In conclusion it can be said that specific human behaviour with regard to sentence clustering for MDS can be emulated to a certain degree by fine-tuning the cluster algorithm. The cut off threshold t can be used to adjust the clustering algorithm to produce clusterings that exhibit typical features of a hunter or a gatherer.
Having said that, it is striking that the comparison with the HGS almost always receives higher evaluation values than the comparison with the GGS. As can be seen in tables 7.1 and 7.2 only for t = 0.75 is the Vbeta for the HGS smaller than for the GGS. In section 6.2.1 I made the assumption that it might be harder for gatherers to agree on clusters. In addition to sentence clusters which represent key topics of a sentence set the gatherers create clusters for less important topics. Humans can reach a consensus about the main topic of a document collection reasonably well (Barzilay and Elhadad, 1997; Marcu, 1997) but with lower level of importance the agreement seems to diminish. Hence the probability that different clusterings are created increases with every additional cluster.

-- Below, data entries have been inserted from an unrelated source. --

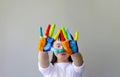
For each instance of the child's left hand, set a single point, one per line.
(70, 44)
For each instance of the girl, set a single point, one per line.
(62, 64)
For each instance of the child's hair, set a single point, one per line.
(54, 58)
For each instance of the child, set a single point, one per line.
(63, 64)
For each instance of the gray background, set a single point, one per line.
(98, 22)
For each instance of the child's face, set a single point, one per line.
(61, 56)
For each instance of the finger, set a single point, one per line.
(57, 34)
(62, 36)
(64, 33)
(40, 31)
(76, 36)
(52, 30)
(47, 30)
(68, 33)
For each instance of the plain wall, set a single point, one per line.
(98, 22)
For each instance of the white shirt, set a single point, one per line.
(62, 70)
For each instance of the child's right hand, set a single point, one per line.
(46, 42)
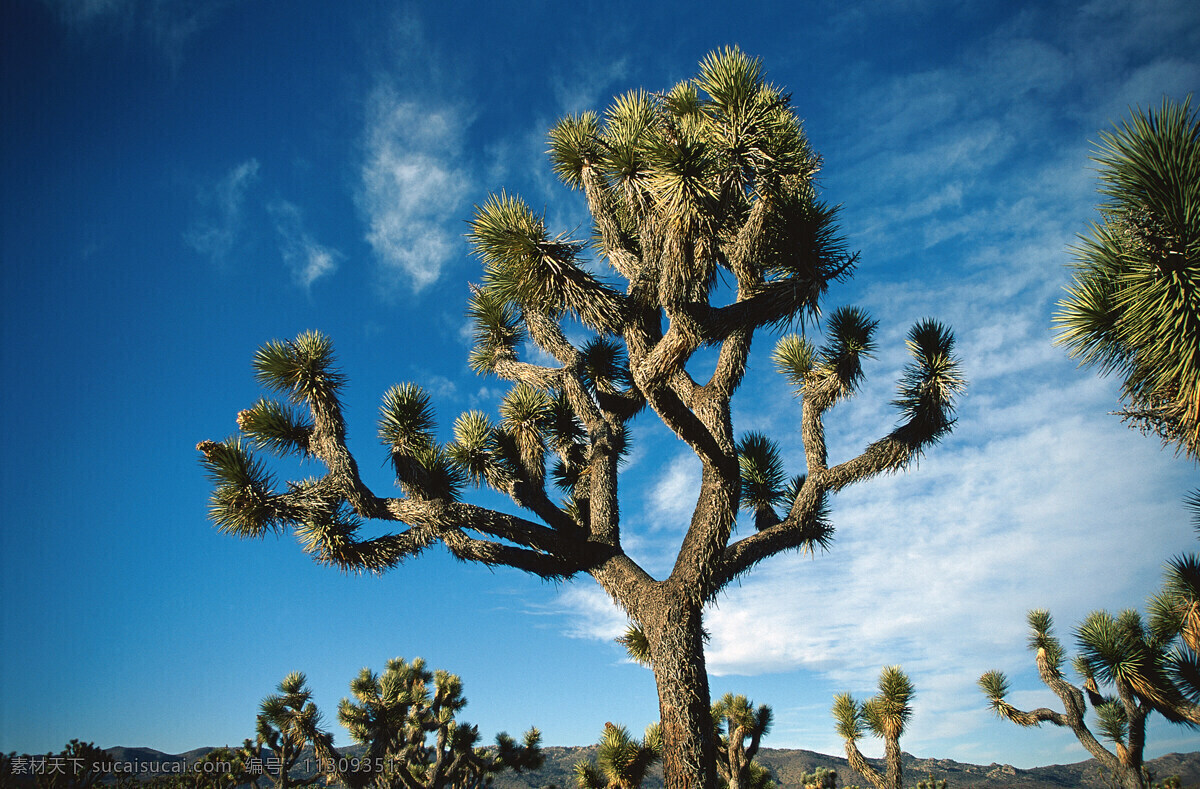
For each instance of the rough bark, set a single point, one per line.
(677, 650)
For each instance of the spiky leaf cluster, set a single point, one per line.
(243, 497)
(763, 481)
(739, 730)
(820, 778)
(303, 368)
(406, 717)
(931, 381)
(622, 760)
(287, 723)
(1134, 305)
(885, 715)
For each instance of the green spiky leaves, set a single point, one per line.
(888, 711)
(763, 481)
(795, 357)
(837, 367)
(995, 686)
(276, 428)
(930, 384)
(847, 716)
(636, 644)
(622, 760)
(1134, 305)
(526, 413)
(303, 368)
(526, 267)
(497, 329)
(574, 144)
(1043, 640)
(243, 501)
(406, 427)
(406, 417)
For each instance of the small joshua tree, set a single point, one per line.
(622, 762)
(1117, 651)
(820, 778)
(886, 715)
(287, 723)
(412, 738)
(739, 729)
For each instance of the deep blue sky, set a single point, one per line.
(183, 181)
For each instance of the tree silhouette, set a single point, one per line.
(1134, 306)
(739, 730)
(412, 738)
(1117, 651)
(287, 723)
(622, 762)
(705, 206)
(885, 715)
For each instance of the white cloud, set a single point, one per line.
(169, 24)
(307, 259)
(413, 181)
(223, 202)
(412, 187)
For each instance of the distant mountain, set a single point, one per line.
(787, 765)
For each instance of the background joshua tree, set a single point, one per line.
(885, 715)
(705, 206)
(1116, 651)
(622, 762)
(1134, 306)
(287, 723)
(412, 738)
(739, 730)
(820, 778)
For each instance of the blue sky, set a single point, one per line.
(185, 180)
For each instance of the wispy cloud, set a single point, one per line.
(222, 203)
(413, 182)
(168, 25)
(307, 259)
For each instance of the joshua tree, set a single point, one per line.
(886, 715)
(1114, 650)
(1134, 306)
(737, 722)
(705, 206)
(412, 738)
(287, 723)
(622, 762)
(820, 778)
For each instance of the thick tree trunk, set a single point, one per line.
(677, 650)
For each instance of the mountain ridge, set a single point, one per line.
(787, 764)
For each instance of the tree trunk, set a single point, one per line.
(677, 650)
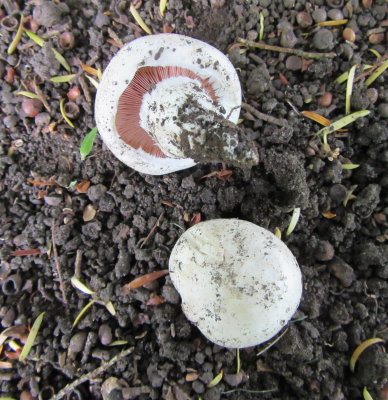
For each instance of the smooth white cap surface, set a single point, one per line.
(239, 283)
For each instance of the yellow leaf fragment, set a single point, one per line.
(139, 19)
(332, 23)
(360, 349)
(216, 380)
(31, 337)
(162, 7)
(65, 117)
(329, 215)
(81, 286)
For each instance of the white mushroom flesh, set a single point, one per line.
(238, 282)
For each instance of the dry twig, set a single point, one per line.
(297, 52)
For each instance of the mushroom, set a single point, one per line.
(167, 101)
(238, 282)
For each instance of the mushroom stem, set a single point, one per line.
(207, 137)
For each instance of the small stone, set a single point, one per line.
(32, 107)
(325, 100)
(304, 19)
(383, 110)
(294, 63)
(288, 38)
(342, 271)
(77, 342)
(324, 251)
(338, 192)
(376, 38)
(323, 40)
(105, 334)
(335, 14)
(349, 34)
(319, 15)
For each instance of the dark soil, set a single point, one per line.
(343, 259)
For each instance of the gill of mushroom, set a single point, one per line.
(239, 283)
(166, 102)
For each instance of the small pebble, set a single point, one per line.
(294, 63)
(338, 192)
(335, 14)
(288, 39)
(348, 34)
(376, 38)
(383, 110)
(32, 107)
(77, 342)
(304, 19)
(342, 271)
(324, 251)
(372, 95)
(325, 100)
(319, 15)
(105, 334)
(323, 40)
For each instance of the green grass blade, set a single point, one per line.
(82, 313)
(380, 70)
(34, 37)
(31, 337)
(87, 143)
(349, 88)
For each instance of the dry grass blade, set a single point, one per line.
(143, 280)
(31, 337)
(216, 380)
(366, 394)
(18, 36)
(63, 78)
(87, 68)
(82, 313)
(139, 19)
(294, 220)
(349, 88)
(336, 125)
(81, 286)
(350, 166)
(261, 32)
(65, 117)
(380, 70)
(332, 23)
(30, 95)
(360, 349)
(162, 7)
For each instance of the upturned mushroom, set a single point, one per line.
(167, 101)
(238, 282)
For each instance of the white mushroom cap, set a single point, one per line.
(162, 50)
(238, 282)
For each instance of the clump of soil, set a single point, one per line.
(125, 224)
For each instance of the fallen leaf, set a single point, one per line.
(143, 280)
(89, 213)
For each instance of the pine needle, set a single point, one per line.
(349, 88)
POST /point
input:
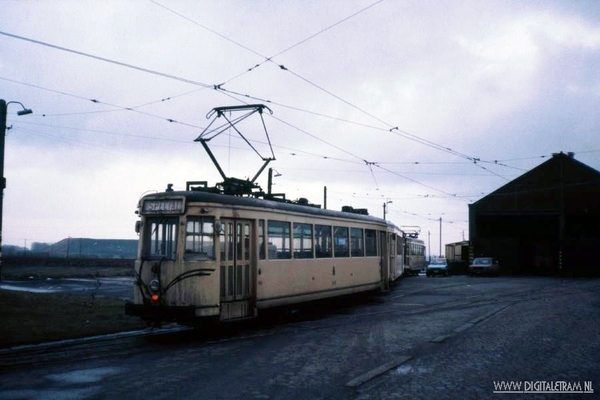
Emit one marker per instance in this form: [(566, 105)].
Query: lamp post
[(385, 206), (3, 112)]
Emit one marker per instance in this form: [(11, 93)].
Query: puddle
[(93, 375)]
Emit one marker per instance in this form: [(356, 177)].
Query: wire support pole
[(3, 128)]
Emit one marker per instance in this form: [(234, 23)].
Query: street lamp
[(3, 112), (385, 206)]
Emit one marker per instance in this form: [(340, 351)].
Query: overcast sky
[(426, 106)]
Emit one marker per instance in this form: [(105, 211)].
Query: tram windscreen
[(199, 238), (160, 238)]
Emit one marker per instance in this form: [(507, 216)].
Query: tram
[(229, 251), (224, 257), (414, 256)]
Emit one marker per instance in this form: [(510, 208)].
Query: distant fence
[(66, 262)]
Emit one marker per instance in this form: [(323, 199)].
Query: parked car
[(484, 266), (437, 266)]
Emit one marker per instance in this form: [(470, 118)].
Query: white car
[(484, 265), (437, 266)]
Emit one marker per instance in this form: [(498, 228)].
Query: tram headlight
[(154, 285)]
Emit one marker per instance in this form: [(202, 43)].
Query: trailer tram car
[(414, 256), (205, 255)]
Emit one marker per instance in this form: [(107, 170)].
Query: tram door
[(385, 259), (236, 269)]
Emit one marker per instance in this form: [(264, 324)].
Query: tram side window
[(323, 243), (303, 241), (199, 238), (341, 246), (262, 252), (357, 242), (279, 240), (161, 238), (371, 242)]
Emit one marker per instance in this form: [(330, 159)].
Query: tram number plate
[(170, 206)]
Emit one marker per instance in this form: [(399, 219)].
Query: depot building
[(545, 222)]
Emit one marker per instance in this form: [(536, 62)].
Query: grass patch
[(30, 318)]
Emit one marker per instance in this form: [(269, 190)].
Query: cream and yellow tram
[(204, 255)]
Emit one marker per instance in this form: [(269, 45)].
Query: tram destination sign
[(163, 206)]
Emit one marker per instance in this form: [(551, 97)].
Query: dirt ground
[(30, 318)]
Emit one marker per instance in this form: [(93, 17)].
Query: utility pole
[(440, 236), (429, 244), (3, 112)]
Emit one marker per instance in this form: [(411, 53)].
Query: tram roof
[(207, 197)]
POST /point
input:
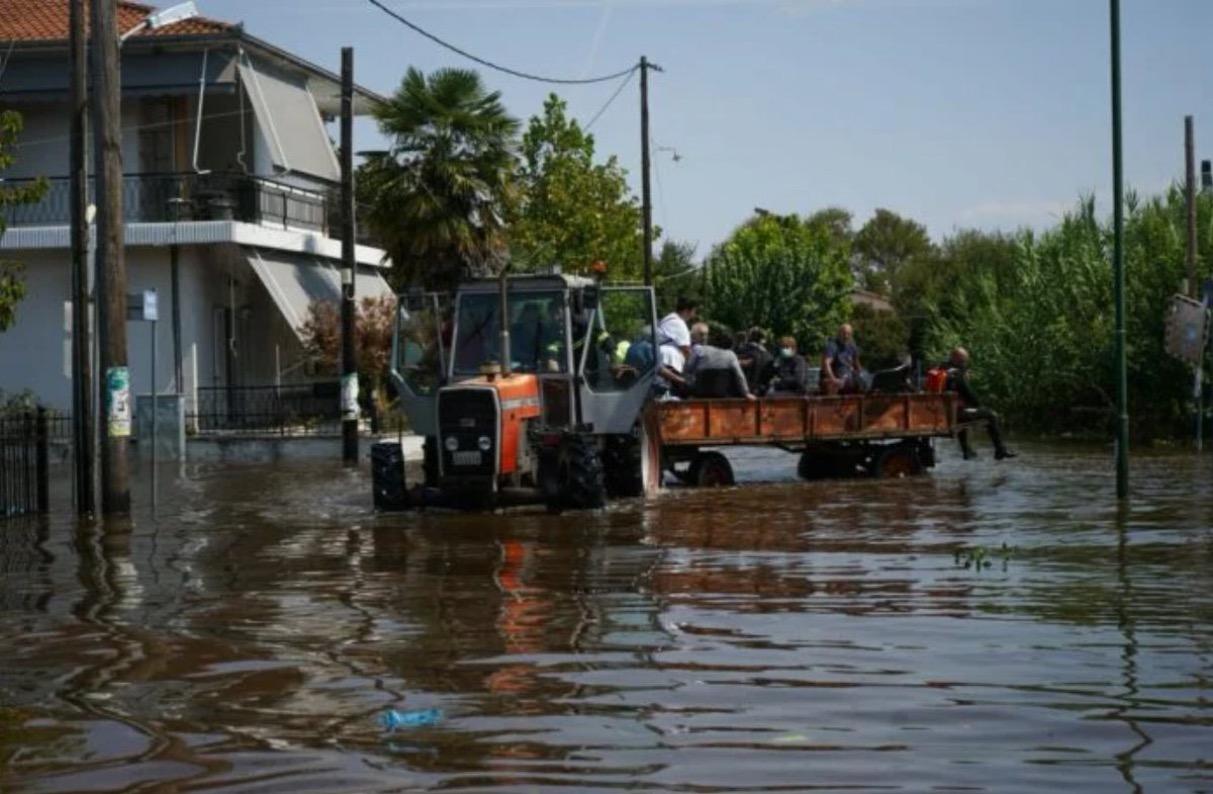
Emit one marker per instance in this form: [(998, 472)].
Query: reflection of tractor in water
[(527, 389)]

This fact could lead to continuously lower evaluation values. To confirm this hypothesis I calculated the normalized Vbetaas described in section 6.3. The normalized Vbetaputs the result into perspective with regard to the upper bound and lower bound of the evaluation scale. In principle the Vbeta can range between 0 and 1 but the interjudge agreement (J ) acts like an upper bound for the performance of the system (Radev et al., 2000). I would assume that with the normalized Vbetathe score for the two gold standard subset are similar. Unfortunately the results did not confirm this hypothesis. In section 6.2.3 both groups of human annotators receive a similar average inter annotator agreement (hunter: 0.7275, gatherer 0.725) and therefore, even with the N Vbeta, the comparison with the HGS receives higher values than the CGS. This might be due to the fact that this kind of clustering algorithm favours the creation of clusterings that are more similar to the clusterings of hunters. On the other hand it might be due to the selection of sentence sets. The sentence sets were chosen so that one generic summary can be created. The requirement was that a set describes a single person or event. This selection might already favour hunter-like clusterings. The gatherer subset of the gold standard might be more useful to summarization system which generate topic focused summaries. But these are only the results for the Iran EgyptAir subset. If this finding holds true for the whole data set remains to be seen.
Nonetheless in consequence it can be said that the clustering algorithm can be tuned to act more like a gatherer or more like a hunter by changing the value of t. Following this experiment the threshold value t will be set to 0.5 to create clusterings that are compared to the GGS and to 0.25 to create clusterings that are compared to the HGS.